Similarly, there are plenty of implementations of SQL out there. They don't count?

No, since none of them share all the peculiarities of SQLite. For example, SQLite doesn't have type checking, while most other SQL databases do.


I don't think any browser shares all the peculiarities of any other browser. That's hardly an argument against there being a W3C spec for HTML, CSS, the DOM, or JavaScript. Why pick on SQL?

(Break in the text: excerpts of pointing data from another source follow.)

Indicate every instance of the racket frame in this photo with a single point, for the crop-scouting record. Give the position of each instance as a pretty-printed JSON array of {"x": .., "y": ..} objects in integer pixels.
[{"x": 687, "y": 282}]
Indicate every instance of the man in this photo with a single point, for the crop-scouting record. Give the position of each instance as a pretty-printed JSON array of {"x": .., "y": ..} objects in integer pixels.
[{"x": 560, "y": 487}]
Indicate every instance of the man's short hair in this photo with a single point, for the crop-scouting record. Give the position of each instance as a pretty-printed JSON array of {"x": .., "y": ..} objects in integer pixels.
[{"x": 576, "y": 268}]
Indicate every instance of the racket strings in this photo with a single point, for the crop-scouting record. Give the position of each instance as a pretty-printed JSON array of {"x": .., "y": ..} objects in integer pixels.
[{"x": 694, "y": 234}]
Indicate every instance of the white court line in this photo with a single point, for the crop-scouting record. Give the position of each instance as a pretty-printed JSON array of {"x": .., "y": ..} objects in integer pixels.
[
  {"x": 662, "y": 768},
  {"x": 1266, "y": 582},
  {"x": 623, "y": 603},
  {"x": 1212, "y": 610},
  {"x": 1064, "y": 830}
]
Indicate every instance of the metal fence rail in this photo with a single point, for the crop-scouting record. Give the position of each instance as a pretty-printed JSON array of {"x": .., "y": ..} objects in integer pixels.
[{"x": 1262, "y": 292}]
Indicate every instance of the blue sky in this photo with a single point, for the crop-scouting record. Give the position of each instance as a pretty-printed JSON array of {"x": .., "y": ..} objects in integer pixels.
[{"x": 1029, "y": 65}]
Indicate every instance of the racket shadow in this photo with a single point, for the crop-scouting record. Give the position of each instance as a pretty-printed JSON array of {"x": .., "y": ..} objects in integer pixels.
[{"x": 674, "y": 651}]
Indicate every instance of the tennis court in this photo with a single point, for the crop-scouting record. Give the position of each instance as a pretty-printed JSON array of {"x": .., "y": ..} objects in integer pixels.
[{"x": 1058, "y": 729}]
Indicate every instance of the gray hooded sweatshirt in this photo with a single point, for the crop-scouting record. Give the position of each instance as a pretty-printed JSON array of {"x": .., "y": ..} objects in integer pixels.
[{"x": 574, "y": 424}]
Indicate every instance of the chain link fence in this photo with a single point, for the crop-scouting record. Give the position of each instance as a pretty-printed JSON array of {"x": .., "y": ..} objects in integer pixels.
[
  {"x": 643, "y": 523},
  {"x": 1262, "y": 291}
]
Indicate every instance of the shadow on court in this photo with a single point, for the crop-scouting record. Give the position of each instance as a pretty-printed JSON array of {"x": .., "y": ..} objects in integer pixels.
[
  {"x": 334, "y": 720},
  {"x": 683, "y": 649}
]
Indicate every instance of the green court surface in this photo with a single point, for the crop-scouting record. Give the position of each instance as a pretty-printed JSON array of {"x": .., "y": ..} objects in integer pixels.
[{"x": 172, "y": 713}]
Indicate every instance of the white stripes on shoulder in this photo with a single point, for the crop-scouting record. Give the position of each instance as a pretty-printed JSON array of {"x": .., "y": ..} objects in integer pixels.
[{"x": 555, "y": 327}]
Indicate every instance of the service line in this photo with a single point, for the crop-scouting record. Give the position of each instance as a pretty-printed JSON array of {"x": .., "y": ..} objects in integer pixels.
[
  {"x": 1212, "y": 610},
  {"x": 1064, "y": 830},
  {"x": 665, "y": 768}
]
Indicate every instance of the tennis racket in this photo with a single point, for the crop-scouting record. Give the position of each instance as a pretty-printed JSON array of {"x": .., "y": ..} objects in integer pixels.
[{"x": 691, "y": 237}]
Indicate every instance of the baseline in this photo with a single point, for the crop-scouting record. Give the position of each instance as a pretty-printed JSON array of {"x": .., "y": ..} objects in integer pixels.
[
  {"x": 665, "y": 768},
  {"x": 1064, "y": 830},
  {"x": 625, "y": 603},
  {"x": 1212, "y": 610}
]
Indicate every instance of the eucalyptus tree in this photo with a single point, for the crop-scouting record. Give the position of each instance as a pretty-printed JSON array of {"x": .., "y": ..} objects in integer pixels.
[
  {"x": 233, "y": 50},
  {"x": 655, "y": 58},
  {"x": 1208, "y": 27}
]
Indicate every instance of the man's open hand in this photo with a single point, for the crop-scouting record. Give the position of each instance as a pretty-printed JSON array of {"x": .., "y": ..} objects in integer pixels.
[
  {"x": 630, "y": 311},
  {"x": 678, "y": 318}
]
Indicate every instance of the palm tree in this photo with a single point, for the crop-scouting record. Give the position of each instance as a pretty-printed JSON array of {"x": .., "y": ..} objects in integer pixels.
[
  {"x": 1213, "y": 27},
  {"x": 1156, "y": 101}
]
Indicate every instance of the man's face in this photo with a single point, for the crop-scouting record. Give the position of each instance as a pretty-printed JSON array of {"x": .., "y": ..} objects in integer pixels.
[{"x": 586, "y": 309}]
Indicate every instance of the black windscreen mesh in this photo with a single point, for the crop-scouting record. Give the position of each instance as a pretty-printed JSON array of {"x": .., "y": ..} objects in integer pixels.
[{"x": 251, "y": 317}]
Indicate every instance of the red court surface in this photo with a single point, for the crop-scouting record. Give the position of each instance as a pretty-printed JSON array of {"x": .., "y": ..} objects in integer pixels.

By "peculiarities" I didn't mean minor implementation differences but the major ideas behind the implementation. Be reasonable here -- the differences in implementation in the DOM between Gecko and WebKit (say) are trivial compared to "type checking" vs "lack of type checking". There's a bit of subjectivity involved, agreed, but I think any reasonable person would agree about the differences.


There are indeed differences. Much greater with SQLite vs (most) other SQL engines.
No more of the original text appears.